I use to parse out my boss's job and say- he's a manager and has a simpler (labor intensive) job...but I never saw the other side,,,where he has to fire people, or give a speech or presentations in front of hundreds - a mature skill set I didn't have at the time,,
I have a funny story related to your last paragraph. One time when my brother, cousins and I were all in our early-mid 20s, we were at a family gathering. We were all complaining about our bosses, they didn't know anything, etc, etc. My oldest cousin looked at my father, and said, "Uncle K, you've had a long career in management, what do you think of this conversation"? My dad replied "I think it's hard to get the job done when everyone working for you thinks they know more than you!". It was a good life lesson.

Quote:
Originally Posted by JrzDefector View Post
I don't have kids, but I understand how hard it is.
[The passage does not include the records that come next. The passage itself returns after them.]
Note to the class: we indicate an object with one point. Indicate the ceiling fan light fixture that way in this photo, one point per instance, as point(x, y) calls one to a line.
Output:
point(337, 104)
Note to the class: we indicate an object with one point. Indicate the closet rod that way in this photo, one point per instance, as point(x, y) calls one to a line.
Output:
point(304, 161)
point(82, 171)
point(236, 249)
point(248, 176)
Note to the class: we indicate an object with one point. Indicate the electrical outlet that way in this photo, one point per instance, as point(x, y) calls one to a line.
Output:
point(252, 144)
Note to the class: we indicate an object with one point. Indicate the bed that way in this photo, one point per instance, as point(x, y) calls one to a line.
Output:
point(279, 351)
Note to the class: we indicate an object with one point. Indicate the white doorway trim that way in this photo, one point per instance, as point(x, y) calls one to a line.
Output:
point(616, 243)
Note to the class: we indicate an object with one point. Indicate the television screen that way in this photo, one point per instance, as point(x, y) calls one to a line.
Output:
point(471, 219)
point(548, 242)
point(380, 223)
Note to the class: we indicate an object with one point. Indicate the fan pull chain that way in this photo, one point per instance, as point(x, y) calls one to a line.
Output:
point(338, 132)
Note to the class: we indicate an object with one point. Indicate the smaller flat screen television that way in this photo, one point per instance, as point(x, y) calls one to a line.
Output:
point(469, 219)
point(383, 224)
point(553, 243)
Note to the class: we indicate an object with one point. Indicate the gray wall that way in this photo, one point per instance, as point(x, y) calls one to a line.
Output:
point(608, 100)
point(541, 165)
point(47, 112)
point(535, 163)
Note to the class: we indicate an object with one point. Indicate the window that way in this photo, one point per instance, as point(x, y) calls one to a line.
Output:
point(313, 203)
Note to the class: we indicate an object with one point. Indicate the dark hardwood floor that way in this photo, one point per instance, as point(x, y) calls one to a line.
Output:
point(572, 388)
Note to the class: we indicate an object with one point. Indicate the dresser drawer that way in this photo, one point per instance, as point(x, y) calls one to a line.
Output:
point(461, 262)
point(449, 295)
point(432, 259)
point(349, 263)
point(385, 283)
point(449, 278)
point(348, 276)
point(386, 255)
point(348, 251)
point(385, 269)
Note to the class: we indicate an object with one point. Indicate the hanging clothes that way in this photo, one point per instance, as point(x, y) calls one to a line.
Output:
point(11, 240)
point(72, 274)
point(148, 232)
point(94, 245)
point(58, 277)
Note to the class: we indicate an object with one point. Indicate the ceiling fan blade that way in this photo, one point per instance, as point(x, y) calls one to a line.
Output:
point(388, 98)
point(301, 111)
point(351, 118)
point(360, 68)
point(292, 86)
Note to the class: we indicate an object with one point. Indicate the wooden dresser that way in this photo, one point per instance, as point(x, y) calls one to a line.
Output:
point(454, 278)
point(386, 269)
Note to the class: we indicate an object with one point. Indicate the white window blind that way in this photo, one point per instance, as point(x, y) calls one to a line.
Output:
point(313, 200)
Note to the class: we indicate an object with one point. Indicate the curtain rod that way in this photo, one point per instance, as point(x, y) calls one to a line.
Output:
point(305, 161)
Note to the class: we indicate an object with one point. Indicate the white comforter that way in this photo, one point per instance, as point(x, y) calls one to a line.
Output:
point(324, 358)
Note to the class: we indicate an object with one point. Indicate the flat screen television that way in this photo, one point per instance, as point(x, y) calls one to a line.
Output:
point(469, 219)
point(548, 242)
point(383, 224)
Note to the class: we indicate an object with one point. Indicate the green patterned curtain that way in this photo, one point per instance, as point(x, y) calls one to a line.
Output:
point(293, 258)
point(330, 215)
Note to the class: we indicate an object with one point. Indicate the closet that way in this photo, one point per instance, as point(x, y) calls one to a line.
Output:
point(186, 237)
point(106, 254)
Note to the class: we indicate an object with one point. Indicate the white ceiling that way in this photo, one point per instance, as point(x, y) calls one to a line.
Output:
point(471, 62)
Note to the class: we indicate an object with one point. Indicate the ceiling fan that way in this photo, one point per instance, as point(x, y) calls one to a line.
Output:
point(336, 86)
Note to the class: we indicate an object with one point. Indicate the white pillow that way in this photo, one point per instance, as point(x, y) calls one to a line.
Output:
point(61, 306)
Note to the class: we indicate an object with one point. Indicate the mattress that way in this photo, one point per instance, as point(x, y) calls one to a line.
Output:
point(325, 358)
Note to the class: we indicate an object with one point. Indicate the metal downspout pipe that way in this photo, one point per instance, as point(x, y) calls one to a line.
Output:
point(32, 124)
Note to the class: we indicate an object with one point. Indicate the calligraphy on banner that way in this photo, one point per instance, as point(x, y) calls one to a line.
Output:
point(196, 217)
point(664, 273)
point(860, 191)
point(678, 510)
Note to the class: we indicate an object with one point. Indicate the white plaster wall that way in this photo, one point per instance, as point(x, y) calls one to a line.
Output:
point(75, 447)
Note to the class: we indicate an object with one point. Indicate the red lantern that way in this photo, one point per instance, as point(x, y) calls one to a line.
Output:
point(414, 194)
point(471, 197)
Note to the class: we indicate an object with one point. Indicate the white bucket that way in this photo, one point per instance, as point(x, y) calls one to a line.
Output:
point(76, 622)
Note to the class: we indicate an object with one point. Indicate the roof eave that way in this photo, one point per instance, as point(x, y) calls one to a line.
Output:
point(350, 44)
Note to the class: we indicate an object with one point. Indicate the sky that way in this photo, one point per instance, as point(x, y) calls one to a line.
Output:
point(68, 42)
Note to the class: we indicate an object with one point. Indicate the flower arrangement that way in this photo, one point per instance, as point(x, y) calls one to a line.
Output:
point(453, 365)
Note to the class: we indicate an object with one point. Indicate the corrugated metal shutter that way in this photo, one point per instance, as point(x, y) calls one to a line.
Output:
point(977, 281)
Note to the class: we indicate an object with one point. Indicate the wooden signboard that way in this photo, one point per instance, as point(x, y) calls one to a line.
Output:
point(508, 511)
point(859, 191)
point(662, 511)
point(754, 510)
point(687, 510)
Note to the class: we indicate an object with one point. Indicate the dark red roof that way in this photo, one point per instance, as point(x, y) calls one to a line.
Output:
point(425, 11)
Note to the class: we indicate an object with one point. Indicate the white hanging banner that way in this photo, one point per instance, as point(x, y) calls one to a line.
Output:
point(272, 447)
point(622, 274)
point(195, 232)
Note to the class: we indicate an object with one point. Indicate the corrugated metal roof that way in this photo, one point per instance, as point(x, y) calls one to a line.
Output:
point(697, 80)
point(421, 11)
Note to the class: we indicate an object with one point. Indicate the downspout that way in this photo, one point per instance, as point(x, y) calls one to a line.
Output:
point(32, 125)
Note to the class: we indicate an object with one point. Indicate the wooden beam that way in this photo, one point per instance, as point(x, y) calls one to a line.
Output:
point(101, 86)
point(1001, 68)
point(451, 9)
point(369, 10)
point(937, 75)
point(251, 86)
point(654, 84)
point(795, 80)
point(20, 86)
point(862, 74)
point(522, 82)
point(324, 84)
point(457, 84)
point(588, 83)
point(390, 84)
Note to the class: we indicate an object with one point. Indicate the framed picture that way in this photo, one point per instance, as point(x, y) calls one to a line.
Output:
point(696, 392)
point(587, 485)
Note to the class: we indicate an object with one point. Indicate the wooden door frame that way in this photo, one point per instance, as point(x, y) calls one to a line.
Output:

That's kind of why I'm not a parent. Try raising a puppy. A newly weaned pup, or better yet, one that had to be weaned early for whatever reason. Then multiply the difficulty by 10. Because a kid needs you for EVERYTHING. Unlike a pup, they don't just drag themselves over to the teat to nurse. You can't stick it in a crate like you do a puppy.
Try multiplying the difficulty by 10,000 and you might be close. The bold is so true. They have to be supervised, every minute for at least a decade. You have to do it, or pay someone else to do it.